El metro iba lleno, hasta las trancas. A reventar de gente.
Pero a él solo le importaba una persona. Ella estaba al otro lado del vagón, con
la mirada perdida en un infinito nublado de colores morados y rosas, un
infinito lleno de sueños con sabor a chocolate y fresas. De vez en cuando bajaba
la vista para mirar el móvil, que respondía a la luz de sus ojos con una luz
bastante artificial, como la de un neón oxidado. Mirada rápida. Parpadeo de luz.

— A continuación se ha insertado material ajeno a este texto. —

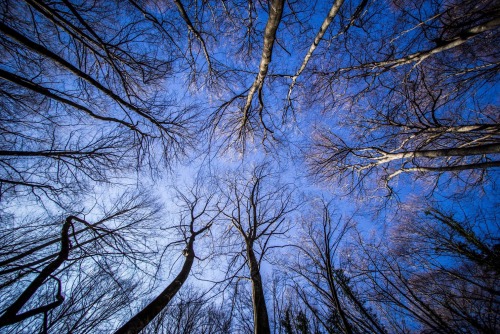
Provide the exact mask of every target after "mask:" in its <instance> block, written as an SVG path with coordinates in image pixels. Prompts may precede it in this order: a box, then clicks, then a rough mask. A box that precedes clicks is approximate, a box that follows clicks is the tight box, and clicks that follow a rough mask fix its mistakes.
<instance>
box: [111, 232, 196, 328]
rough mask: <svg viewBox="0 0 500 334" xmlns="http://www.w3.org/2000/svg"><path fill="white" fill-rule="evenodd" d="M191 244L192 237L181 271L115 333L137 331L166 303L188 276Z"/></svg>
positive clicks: (187, 277)
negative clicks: (168, 283) (176, 275)
mask: <svg viewBox="0 0 500 334" xmlns="http://www.w3.org/2000/svg"><path fill="white" fill-rule="evenodd" d="M193 244H194V237H191V238H190V239H189V243H188V246H187V253H186V261H184V265H183V266H182V269H181V271H180V272H179V274H178V275H177V276H176V277H175V279H174V280H173V282H172V283H170V284H169V286H167V287H166V288H165V290H163V291H162V292H161V293H160V294H159V295H158V297H156V298H155V299H154V300H153V301H152V302H150V303H149V304H148V305H147V306H146V307H144V308H143V309H142V310H141V311H139V312H138V313H137V314H136V315H135V316H134V317H132V319H130V320H129V321H128V322H127V323H126V324H125V325H123V326H122V327H120V328H119V329H118V330H117V331H116V332H115V334H136V333H139V332H140V331H141V330H143V329H144V327H146V326H147V325H148V324H149V323H150V322H151V321H152V320H153V319H154V318H155V317H156V316H157V315H158V314H159V313H160V312H161V311H162V310H163V309H164V308H165V307H166V306H167V305H168V303H169V302H170V301H171V300H172V298H173V297H174V296H175V294H176V293H177V292H178V291H179V289H180V288H181V287H182V285H183V284H184V282H185V281H186V280H187V278H188V276H189V272H190V271H191V267H192V266H193V262H194V257H195V255H194V248H193Z"/></svg>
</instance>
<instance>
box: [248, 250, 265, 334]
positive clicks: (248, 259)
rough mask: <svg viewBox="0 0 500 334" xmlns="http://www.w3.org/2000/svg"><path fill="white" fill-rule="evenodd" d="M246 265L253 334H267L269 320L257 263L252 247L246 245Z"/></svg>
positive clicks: (259, 271)
mask: <svg viewBox="0 0 500 334" xmlns="http://www.w3.org/2000/svg"><path fill="white" fill-rule="evenodd" d="M247 256H248V265H249V268H250V279H251V281H252V304H253V322H254V333H255V334H269V333H271V329H270V327H269V318H268V315H267V307H266V300H265V298H264V288H263V287H262V278H261V276H260V270H259V263H258V261H257V259H256V258H255V253H254V251H253V245H252V244H247Z"/></svg>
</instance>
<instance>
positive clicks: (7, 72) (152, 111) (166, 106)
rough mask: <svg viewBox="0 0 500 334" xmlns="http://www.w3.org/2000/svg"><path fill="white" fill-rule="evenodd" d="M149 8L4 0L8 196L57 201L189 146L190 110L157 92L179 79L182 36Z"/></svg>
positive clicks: (192, 142) (2, 52)
mask: <svg viewBox="0 0 500 334" xmlns="http://www.w3.org/2000/svg"><path fill="white" fill-rule="evenodd" d="M145 10H146V9H145V8H143V7H142V5H141V6H139V5H137V4H136V3H135V2H133V1H130V2H127V1H123V2H114V1H110V2H106V3H104V2H103V3H99V4H97V3H92V4H91V3H73V2H71V1H62V2H60V3H53V2H47V1H31V0H27V1H4V2H2V4H1V8H0V15H1V24H0V34H1V40H0V43H1V45H2V49H1V51H0V52H1V57H2V68H1V69H0V77H1V80H0V81H1V82H0V85H1V92H0V94H1V102H0V103H1V107H2V110H3V112H2V116H1V117H2V122H1V123H2V125H1V129H0V131H1V132H0V134H1V141H2V147H1V151H0V166H1V169H0V180H1V194H4V195H5V194H6V193H12V194H13V195H15V196H19V195H21V194H23V193H25V192H28V193H29V192H32V193H34V194H35V195H39V196H40V195H43V194H47V195H49V196H51V197H52V198H57V196H58V195H61V194H64V193H68V192H70V191H71V190H73V191H78V190H79V189H81V188H82V187H85V185H86V181H110V177H111V175H114V174H116V173H117V172H120V171H124V170H128V169H131V168H137V167H140V166H143V165H144V164H143V162H146V163H147V165H148V166H149V167H153V166H154V161H159V160H162V159H163V160H164V162H166V163H167V164H171V163H172V159H173V158H175V157H176V156H178V155H180V154H183V152H186V150H187V149H188V148H189V147H191V143H193V140H194V139H195V138H194V137H193V131H194V127H195V123H193V122H192V121H193V120H194V119H193V114H192V113H190V110H189V106H188V105H186V106H185V107H182V106H179V105H178V104H177V103H175V102H174V101H175V97H174V94H173V93H172V94H170V93H169V92H164V91H162V92H161V94H160V89H159V87H160V85H161V84H162V83H164V82H165V80H166V79H167V78H168V77H169V76H170V77H171V76H172V75H173V70H172V66H173V63H174V60H173V59H175V52H174V51H173V50H171V48H170V47H171V46H173V45H174V39H175V37H173V36H165V34H164V32H165V27H163V26H161V25H158V24H157V19H153V18H152V17H151V16H148V15H147V14H146V13H145ZM139 45H141V47H138V46H139ZM167 51H168V52H167ZM153 152H154V153H153ZM158 158H159V159H158ZM113 182H117V180H116V179H113Z"/></svg>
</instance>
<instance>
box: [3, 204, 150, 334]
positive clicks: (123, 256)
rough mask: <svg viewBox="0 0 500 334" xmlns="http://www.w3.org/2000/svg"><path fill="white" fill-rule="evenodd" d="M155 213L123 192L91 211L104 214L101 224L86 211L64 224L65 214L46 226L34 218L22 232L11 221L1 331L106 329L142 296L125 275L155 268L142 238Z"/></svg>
mask: <svg viewBox="0 0 500 334" xmlns="http://www.w3.org/2000/svg"><path fill="white" fill-rule="evenodd" d="M94 209H95V208H94ZM94 211H99V210H97V209H95V210H94ZM157 213H158V208H157V206H156V204H155V203H154V202H152V201H151V200H149V199H147V197H144V196H143V195H141V194H139V195H137V194H135V195H134V194H132V195H127V194H125V195H123V196H122V197H120V198H118V199H117V200H116V201H115V202H114V203H112V206H111V207H103V208H102V210H101V213H99V212H95V213H93V212H91V213H89V214H90V215H94V216H95V217H98V215H99V214H100V215H102V218H100V219H96V220H95V221H91V220H90V219H85V215H84V214H83V213H81V212H80V213H76V212H75V213H74V214H68V215H67V216H66V217H65V218H63V219H62V222H59V221H58V219H57V218H59V217H61V216H55V217H51V218H52V219H53V220H54V221H47V220H48V219H49V218H47V217H44V216H43V215H42V216H41V217H40V216H39V217H36V216H35V217H34V216H33V215H29V216H28V217H25V218H24V219H25V220H27V221H24V222H23V223H24V224H21V225H20V226H19V227H18V226H17V224H16V223H15V217H11V218H12V220H14V222H13V224H12V225H11V226H10V227H9V226H4V227H3V228H2V231H1V232H2V233H1V235H2V237H1V239H0V240H1V247H0V249H1V253H0V256H1V260H0V278H1V280H0V282H1V283H0V289H1V290H0V293H1V294H2V296H4V297H3V298H2V303H1V306H0V307H1V311H0V326H1V327H6V326H8V327H7V329H9V330H12V331H23V330H30V331H33V332H37V331H42V332H48V331H57V330H60V331H65V330H70V329H71V328H72V329H71V330H70V331H72V332H86V331H89V330H92V329H94V330H95V329H97V328H103V327H101V325H105V324H106V322H108V321H110V317H111V316H113V315H114V314H115V313H116V312H117V308H118V309H119V307H124V306H125V305H126V303H129V302H130V299H131V296H132V295H133V294H134V293H136V292H137V291H138V290H137V289H136V288H137V281H136V279H134V277H133V276H130V275H129V274H127V271H128V272H129V273H135V274H136V275H137V277H136V278H137V279H138V278H139V277H140V275H139V272H140V271H139V270H138V269H139V267H143V268H147V267H148V266H150V265H151V263H150V262H149V261H150V260H151V256H152V252H153V250H152V249H151V248H149V246H148V245H144V244H143V242H142V241H141V239H143V238H144V237H145V236H147V233H146V230H147V228H148V225H149V224H150V223H151V221H152V220H153V219H156V218H157V217H156V214H157ZM59 219H60V218H59ZM110 287H113V288H114V289H115V290H113V289H112V290H109V288H110ZM134 290H135V291H134ZM111 296H114V300H113V298H112V297H111ZM86 307H88V308H86ZM96 307H98V308H99V311H97V310H96V311H97V312H95V313H94V312H90V308H96Z"/></svg>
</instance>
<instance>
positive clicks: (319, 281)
mask: <svg viewBox="0 0 500 334" xmlns="http://www.w3.org/2000/svg"><path fill="white" fill-rule="evenodd" d="M313 210H315V211H316V212H314V213H312V214H310V215H306V217H304V220H305V221H304V229H305V237H304V238H302V240H304V242H303V243H302V244H301V245H297V247H298V248H299V256H298V257H297V261H295V263H292V264H291V265H290V267H289V269H288V270H289V271H290V272H291V273H292V278H293V280H294V281H295V284H294V285H295V290H296V294H297V297H298V298H299V299H300V301H301V302H303V303H304V305H305V307H307V308H308V309H309V311H310V314H311V315H312V316H313V317H315V318H316V319H317V321H318V322H319V323H320V324H321V327H322V328H323V329H324V330H326V331H327V332H328V333H333V332H339V333H364V332H370V333H386V330H385V328H384V326H383V325H382V323H381V322H380V320H379V319H378V318H377V315H376V314H375V313H374V312H373V311H371V310H370V307H369V306H368V305H366V303H365V301H364V300H363V299H362V297H361V296H360V294H359V293H358V291H357V290H358V289H359V288H360V287H358V286H357V284H356V283H355V281H351V277H350V274H349V273H348V264H349V261H350V259H349V258H344V257H346V256H349V255H348V253H349V251H345V250H343V248H344V246H343V243H345V240H344V239H346V236H347V235H348V234H349V232H350V230H352V229H353V228H354V225H353V222H352V221H349V220H347V221H345V222H344V221H342V219H338V220H337V221H335V217H334V214H333V212H332V203H328V202H325V201H322V202H321V203H320V204H319V205H316V207H315V208H313Z"/></svg>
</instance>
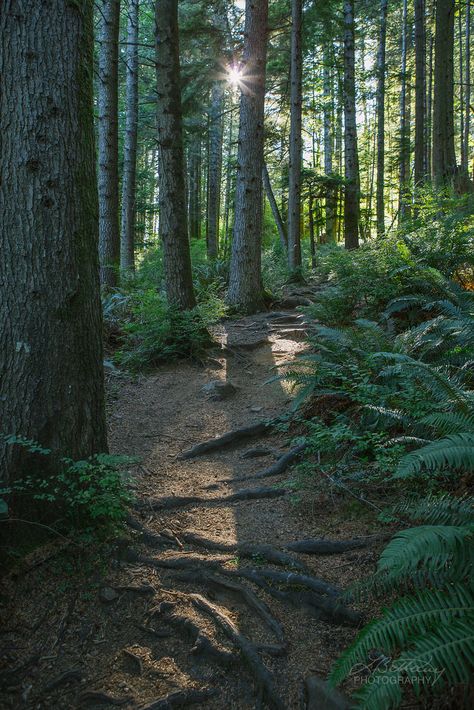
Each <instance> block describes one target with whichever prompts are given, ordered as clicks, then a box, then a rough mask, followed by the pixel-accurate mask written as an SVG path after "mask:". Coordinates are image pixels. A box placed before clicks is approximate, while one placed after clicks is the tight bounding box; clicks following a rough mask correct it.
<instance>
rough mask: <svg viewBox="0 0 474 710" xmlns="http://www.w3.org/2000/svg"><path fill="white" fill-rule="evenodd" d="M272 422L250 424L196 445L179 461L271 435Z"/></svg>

Y vuelta a perderse en lo que quiera que estuviese pasando en su interior.
Él, mientras tanto, se perdía en el pelo color miel de ella.
Y solo pensaba en acercarse y decirle algo, cualquier tontería, lo que fuera.
Pero se topaba con un muro infranqueable de rostros macilentos y olores
bastante desagradables que le impedía el paso, como la presa al agua del río.
De hecho, se sentía desbordar. Imposible avanzar, imposible retroceder. Los
olores se le colaban en la nariz y los ojos le lloraban, no sabía si por el
olor o por la frustración de no poder acercarse.
Mientras, ella, inmune a todo, mantenía su belleza en aquel
vagón gris y sucio, con la mente soñando un insomnio de seda y terciopelo
beige. Estaba muy lejos de allí, se notaba. Su boca dibujó una leve sonrisa
como la luna la noche después de luna nueva, a la vez que parecía separarse de
los brazos de un Morfeo acosador. De repente, una cuchillada de realidad la
trajo finalmente de vuelta: “Próxima estación, Abrantes”. Tras pestañear se
guardó el móvil en el bolso y bajó del vagón.
Al ver esto, él se bajó sin pensarlo siquiera, no era esa a
la parada a la que iba. Pero, acababa de darse cuenta, era su estación.